I can't help but feel like there's something hopeful about the title, moreso than the last albums.
That's interesting. We recorded it right in the thick of it looking like there was a chance Obama might lose. I don't know. I don't think hope had caught up with me yet, though I'm definitely feeling it now.
It's funny about you saying it's a positive title, in that there are two different perspectives. One is an older person, like my age or older, who thinks the title is inspired and upbeat. Whereas all the young kids think that it's depressing, that we're saying life isn't that special, that it's common, that there's nothing spectacular about it. I think that's an interesting litmus test.
They're seeing Common Existence as 'normal existence?'
Yeah, like whatever. It's common. Who cares? Who gives a shit about your stupid life.

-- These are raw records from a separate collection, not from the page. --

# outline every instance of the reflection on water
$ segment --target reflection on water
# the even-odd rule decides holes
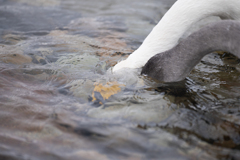
[[[0,159],[239,159],[239,59],[110,73],[173,2],[0,0]]]

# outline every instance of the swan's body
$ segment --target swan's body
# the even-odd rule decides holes
[[[164,82],[181,81],[194,66],[213,51],[227,51],[240,58],[240,22],[227,20],[191,34],[174,48],[147,62],[142,74]]]
[[[179,38],[192,24],[209,16],[240,19],[240,0],[178,0],[144,40],[143,44],[126,60],[114,66],[141,68],[154,55],[177,45]]]

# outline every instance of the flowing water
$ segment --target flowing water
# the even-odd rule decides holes
[[[109,70],[174,0],[0,0],[0,159],[240,159],[240,61],[183,82]]]

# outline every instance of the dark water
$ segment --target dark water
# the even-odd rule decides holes
[[[107,70],[174,1],[0,0],[0,159],[240,159],[240,64],[185,81]]]

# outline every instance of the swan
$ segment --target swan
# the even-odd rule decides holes
[[[152,56],[176,46],[194,23],[210,16],[239,20],[240,0],[177,0],[142,45],[126,60],[117,63],[112,72],[142,68]]]
[[[150,58],[141,74],[158,81],[181,81],[213,51],[227,51],[240,58],[239,45],[239,21],[213,23],[182,39],[174,48]]]

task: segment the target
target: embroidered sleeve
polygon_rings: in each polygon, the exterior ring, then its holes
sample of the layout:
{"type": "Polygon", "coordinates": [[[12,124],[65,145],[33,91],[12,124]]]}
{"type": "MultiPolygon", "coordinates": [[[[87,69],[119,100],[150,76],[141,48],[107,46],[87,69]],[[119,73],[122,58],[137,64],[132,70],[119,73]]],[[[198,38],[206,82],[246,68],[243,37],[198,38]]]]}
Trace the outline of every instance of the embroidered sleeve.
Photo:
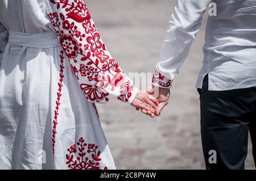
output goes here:
{"type": "Polygon", "coordinates": [[[111,56],[83,0],[50,0],[48,14],[87,99],[131,103],[137,90],[111,56]]]}
{"type": "Polygon", "coordinates": [[[170,89],[172,86],[172,81],[165,77],[157,70],[155,71],[152,79],[152,85],[161,88],[170,89]]]}

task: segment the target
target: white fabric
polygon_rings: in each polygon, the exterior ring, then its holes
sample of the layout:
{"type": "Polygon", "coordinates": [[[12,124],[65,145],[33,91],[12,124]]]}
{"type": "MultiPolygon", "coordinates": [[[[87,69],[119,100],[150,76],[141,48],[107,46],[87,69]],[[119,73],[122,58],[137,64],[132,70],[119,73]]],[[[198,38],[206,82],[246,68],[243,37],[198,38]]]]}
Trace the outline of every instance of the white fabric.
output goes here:
{"type": "Polygon", "coordinates": [[[90,160],[98,162],[94,166],[101,169],[115,169],[97,110],[85,98],[65,54],[61,64],[62,48],[39,2],[51,6],[46,0],[0,1],[0,53],[4,52],[0,69],[0,169],[68,169],[69,157],[77,162],[76,169],[89,169],[90,160]],[[56,106],[58,97],[60,104],[56,106]],[[79,154],[80,142],[86,144],[82,157],[79,154]],[[76,152],[69,154],[74,148],[76,152]]]}
{"type": "Polygon", "coordinates": [[[179,73],[210,2],[216,3],[217,16],[208,19],[196,87],[201,88],[208,73],[209,90],[255,86],[256,1],[177,1],[157,70],[171,80],[179,73]]]}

That's interesting. I read you saying in an interview about signing with Epitaph Records that "It's a great feeling to have a label encourage you to be more socially conscious and politically active."
On Island, when all the people left Island, and we were left there with the second string staff that came in, they were very much like, "You guys are a band, man. Do your thing. Make music. Don't worry about that other stuff. Leave it up to the politicians.'"
Like, "Shut up and sing."
When we met with Brett [Gurewitz, Bad Religion guitarist and owner of Epitaph], he was just talking about how much he missed that stuff from us. He missed us being involved with different organizations and saying things on stage about human rights and gay rights and gender equality and stuff like that. It's been missing from us. It was really refreshing to hear a CEO--a boss--say, "You guys need to get involved again." It felt really nice.

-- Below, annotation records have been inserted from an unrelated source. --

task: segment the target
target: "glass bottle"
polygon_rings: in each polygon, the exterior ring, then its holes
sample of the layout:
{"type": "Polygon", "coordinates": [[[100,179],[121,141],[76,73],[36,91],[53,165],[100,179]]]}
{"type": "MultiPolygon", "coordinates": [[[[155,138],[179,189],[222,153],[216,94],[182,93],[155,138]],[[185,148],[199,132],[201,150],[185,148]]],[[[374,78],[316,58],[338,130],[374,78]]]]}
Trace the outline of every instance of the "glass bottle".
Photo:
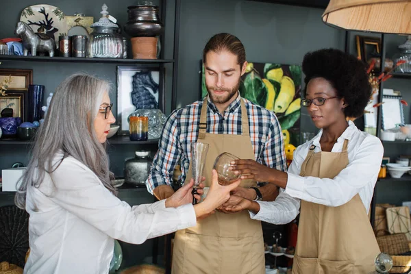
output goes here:
{"type": "Polygon", "coordinates": [[[400,52],[393,56],[394,64],[398,61],[406,60],[406,62],[395,68],[395,71],[399,73],[411,73],[411,35],[408,36],[405,43],[398,46],[400,52]]]}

What kind of involvement do you guys have planned?
We've been involved in a few organizations. One is Men Can Stop Rape. We think that's a really cool thing because it's sorta like a masculine approach to preventing rape and making our society less sexually abusive--making young men have respect for themselves as men without treating women as objects is a really cool thing. I constantly feel like even journalists always ask me about groupies and shit like that.

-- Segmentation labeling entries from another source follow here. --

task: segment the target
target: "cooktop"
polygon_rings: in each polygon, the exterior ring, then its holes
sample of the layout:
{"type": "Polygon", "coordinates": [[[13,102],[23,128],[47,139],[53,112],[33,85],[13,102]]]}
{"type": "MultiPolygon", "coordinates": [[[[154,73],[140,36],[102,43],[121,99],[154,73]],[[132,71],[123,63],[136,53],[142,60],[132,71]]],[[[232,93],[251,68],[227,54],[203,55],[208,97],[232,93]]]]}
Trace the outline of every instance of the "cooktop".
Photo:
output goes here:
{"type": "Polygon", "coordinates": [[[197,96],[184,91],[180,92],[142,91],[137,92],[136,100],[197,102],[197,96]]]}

Another one is a human rights campaign. I think it's insane that things like Prop 8 exist in this world. The fact that we're still going through a Civil Rights revolution and we're going to deny rights to people because of their sexuality... it blows my mind. In 20 years there's going to be gay marriage everywhere. In 50 years we're going to think that anyone who's the slightest bit homophobic as being a crazy bigot.
Going back to kids interpreting your album title differently--do you still have a lot of really young fans?
I think a lot of really young kids are interested in us and hear the older kids on messageboards talking about us and want to see what we're all about. I don't know if they're going to pick up this record and be all, "Yeah, I'm all about this." It's not really punk enough to be rebelling, and at the same time, it's not poppy like Fall Out Boy.
Would you guys still feel comfortable playing an event like Warped Tour?
[Laughter.] Well, we're headlining the Taste for Chaos tour, which is kinda the same thing. It's smaller and it's more heavier bands than the Warped Tour. But yeah, I feel comfortable. I think catering to who you specifically think your niche demographic is shortsighted and not really that cool. I'd rather play for whoever I can play for. Have people throw beer at me some nights, and other nights I blow some kid's mind.